PS I need a loan if anyone wants to donate.  LOL  We cant afford to hit the road till we pay some bills off and that may take another year.   So ifn your rich and like to have a good tax write of let me know.   LOL


----------



## C Nash

Re: Need a loan

Nothing in my contract says that they will not pay if I have an accident in the National parks or forests.
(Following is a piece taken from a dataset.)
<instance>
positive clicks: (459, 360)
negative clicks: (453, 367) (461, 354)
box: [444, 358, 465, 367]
Will ck with the above link to see if they can beat progressive for the same coverage we now have.


----------



## C Nash

Re: Need a loan

Lee, did you see where the guy posted on ebay for 5 dollar donations to help pay off his MH   Was going to watch and see how long ebay would allowed it to be posted but forgot.


----------



## DL Rupper

Re: Need a loan

Hey Chelse, let us know if National Interstate can beat Progressive on your rig.  It may be a State-by-State or type of vehicles/RV's deal.


----------



## utmtman

Re: Need a loan

Hey Nash, I did see that.  Never have gone back to check it out though.  Strange there have been people who have done web pages strictly to get money cuz they want out of debt or some other dumb reason and people have actually donated to them.  They had one girl on the news or today show or something like that a couple years ago who did a page and needed money for college and they sent her thousands of dollars.  Blew my mind.
By the way, I did some calling around and also internet pricing for insurance a month or two ago.  My allstate I presently have is 1260 a year for insurance, National interstate quote me 943 and 926.  I got two bids from two different companies that advertise on the net before I found out they were both from NI.  Progressive quote me 1650 and my daughter who owns her own insurance company could only get me around 1300 a year.  And she is an independent.  The two companies that used NI were recommended to me by others in the RV forums a month or so ago.


----------